The City of Mordialloc was a local government area about 20 km south of Melbourne, the state capital of Victoria, Australia, on the eastern side of Port Phillip. The city covered an area of 13.57 km2, and existed from 1920 until 1994.

==History==

Mordialloc was originally part of the Shire of Moorabbin, and was severed and incorporated as the Borough of Mentone and Mordialloc on 26 May 1920. It increased in size on 18 May 1921, by absorbing another small section of Moorabbin. It was declared a town on 17 April 1923, and its name changed to Mordialloc a week later. It was proclaimed a city on 5 May 1926.

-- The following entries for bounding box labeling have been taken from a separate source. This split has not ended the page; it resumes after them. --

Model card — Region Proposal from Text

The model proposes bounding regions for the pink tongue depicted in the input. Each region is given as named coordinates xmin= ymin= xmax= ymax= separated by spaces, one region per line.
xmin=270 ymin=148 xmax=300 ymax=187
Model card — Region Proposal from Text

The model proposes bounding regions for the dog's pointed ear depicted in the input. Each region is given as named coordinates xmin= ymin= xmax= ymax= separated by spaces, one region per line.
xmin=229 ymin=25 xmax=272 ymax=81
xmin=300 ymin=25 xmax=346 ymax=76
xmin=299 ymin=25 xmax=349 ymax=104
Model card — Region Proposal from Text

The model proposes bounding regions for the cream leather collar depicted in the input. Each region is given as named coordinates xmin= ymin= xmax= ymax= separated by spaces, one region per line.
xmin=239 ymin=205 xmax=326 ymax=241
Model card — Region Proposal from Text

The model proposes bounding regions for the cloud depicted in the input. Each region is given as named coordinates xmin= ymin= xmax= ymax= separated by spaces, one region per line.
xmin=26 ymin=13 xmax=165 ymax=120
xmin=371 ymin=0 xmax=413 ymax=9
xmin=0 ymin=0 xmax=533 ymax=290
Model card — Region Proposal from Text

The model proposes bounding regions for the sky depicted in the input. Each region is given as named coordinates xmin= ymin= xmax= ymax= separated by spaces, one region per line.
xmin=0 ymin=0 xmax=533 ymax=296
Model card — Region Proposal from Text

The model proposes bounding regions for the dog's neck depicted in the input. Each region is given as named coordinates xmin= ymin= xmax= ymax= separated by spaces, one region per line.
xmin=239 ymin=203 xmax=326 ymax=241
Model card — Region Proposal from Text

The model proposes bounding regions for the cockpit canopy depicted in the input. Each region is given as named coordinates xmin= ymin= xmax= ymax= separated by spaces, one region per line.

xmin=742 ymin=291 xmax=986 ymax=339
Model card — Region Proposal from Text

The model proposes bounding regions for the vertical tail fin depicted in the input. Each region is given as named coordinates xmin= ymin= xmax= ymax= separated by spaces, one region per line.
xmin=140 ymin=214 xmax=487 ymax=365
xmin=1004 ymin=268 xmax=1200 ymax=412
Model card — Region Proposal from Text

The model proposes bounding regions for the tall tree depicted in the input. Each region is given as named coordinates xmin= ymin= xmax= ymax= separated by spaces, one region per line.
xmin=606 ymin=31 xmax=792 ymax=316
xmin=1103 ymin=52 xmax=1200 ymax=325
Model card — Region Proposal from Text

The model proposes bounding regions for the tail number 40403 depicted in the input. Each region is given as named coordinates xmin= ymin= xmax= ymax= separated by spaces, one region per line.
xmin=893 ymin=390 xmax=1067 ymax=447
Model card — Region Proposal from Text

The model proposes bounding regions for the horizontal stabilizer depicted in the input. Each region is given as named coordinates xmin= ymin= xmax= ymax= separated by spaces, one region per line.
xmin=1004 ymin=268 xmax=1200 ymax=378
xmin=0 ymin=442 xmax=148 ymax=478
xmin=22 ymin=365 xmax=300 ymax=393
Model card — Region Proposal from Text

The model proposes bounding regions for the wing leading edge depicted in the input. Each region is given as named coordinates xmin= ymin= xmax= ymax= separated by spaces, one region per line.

On 15 December 1994, the City of Mordialloc was abolished, and along with the City of Chelsea and parts of the Cities of Moorabbin, Oakleigh and Springvale, was merged into the newly created City of Kingston. The eastern section of Beaumaris was transferred to the newly created City of Bayside.

Council meetings were held at the Mentone Town Hall, on Mentone Parade, Mentone. It presently serves as a council service centre and library for the City of Kingston.

==Wards==

The City of Mordialloc was subdivided into three wards, each electing three councillors:
- Mentone Ward
- Parkdale Ward
- Mordialloc Ward

==Suburbs==
- Beaumaris (shared with the Cities of Moorabbin and Sandringham)
- Mentone* (shared with the City of Moorabbin)
- Mordialloc
- Parkdale

- Council seat.

==Population==

| Year | Population |
|---|---|
| 1933 | 9,216 |
| 1954 | 21,025 |
| 1958 | 24,500* |
| 1961 | 26,526 |
| 1966 | 28,058 |
| 1971 | 29,753 |
| 1976 | 28,615 |
| 1981 | 27,869 |
| 1986 | 26,817 |
| 1991 | 26,325 |

- Estimate in the 1958 Victorian Year Book.